É inútil procurar no passado ou futuro uma sociedade em que a Educação seja completamente desideologizada - pois mesmo o apelo à neutralidade é uma forma de ideologia como o meu amigo António sempre me afirma quando discutimos a Esciola Pública. Isso seria negar quase por completo a sua natureza.
O problema é que há quem, talvez por deficiente formação ou por uma educação amputada ou distorcida, pense que é possível educar sem que alguma ideologia esteja envolvida ou que o essencial passa por uma transmissão de meros saberes técnicos.

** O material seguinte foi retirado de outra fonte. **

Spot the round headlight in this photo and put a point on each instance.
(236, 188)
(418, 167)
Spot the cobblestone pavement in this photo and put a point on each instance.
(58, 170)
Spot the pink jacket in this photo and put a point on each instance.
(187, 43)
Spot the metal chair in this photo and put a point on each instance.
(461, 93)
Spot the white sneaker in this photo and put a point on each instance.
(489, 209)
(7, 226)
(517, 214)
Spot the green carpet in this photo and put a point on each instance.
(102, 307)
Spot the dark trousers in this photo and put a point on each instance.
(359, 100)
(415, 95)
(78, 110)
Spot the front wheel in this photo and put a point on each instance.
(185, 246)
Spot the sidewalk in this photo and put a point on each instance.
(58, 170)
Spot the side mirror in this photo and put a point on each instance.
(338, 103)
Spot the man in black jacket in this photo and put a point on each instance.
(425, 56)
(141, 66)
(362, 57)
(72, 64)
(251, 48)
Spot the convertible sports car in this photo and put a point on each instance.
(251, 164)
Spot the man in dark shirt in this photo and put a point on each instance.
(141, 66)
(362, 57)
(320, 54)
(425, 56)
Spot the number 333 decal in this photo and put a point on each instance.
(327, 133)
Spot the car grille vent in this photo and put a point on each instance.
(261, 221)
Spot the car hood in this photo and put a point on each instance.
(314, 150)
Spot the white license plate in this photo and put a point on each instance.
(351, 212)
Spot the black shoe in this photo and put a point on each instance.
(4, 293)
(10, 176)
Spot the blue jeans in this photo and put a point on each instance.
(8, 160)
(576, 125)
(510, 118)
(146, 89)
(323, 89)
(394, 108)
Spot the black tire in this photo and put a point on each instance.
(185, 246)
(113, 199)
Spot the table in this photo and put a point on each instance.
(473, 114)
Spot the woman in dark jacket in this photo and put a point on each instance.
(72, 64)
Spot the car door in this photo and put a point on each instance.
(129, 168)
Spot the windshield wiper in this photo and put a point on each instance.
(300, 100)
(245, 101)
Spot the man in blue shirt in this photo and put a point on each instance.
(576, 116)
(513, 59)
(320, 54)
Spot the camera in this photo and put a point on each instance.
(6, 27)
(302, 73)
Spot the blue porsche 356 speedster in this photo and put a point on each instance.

Sei que estamos a atravessar um período em que esta visão cinzenta da Educação parece predominar. O conhecimento da História (talvez por isso seja, com a Filosofia, cada vez mas mal amada pelos transitórios senhores dos tempos) ajuda-nos, porém, a saber que é uma fase passageira como tantas outras que pareceram nos seus tempos bem mais dramáticas. Isto não é um apelo à resignação. Pelo contrário, é um encorajamento à resistência e à acção para acelerar a modificação deste estado de coisas. Mas sem ilusões quanto ao facto da Educação poder vir a ser algum dia “pura”. Isso seria o pior de tudo.
É pela sua impureza que a Educação se constitui como instrumento essencial de Progresso e não meramente de Conservação. A pérola nasce de um simples grão de areia.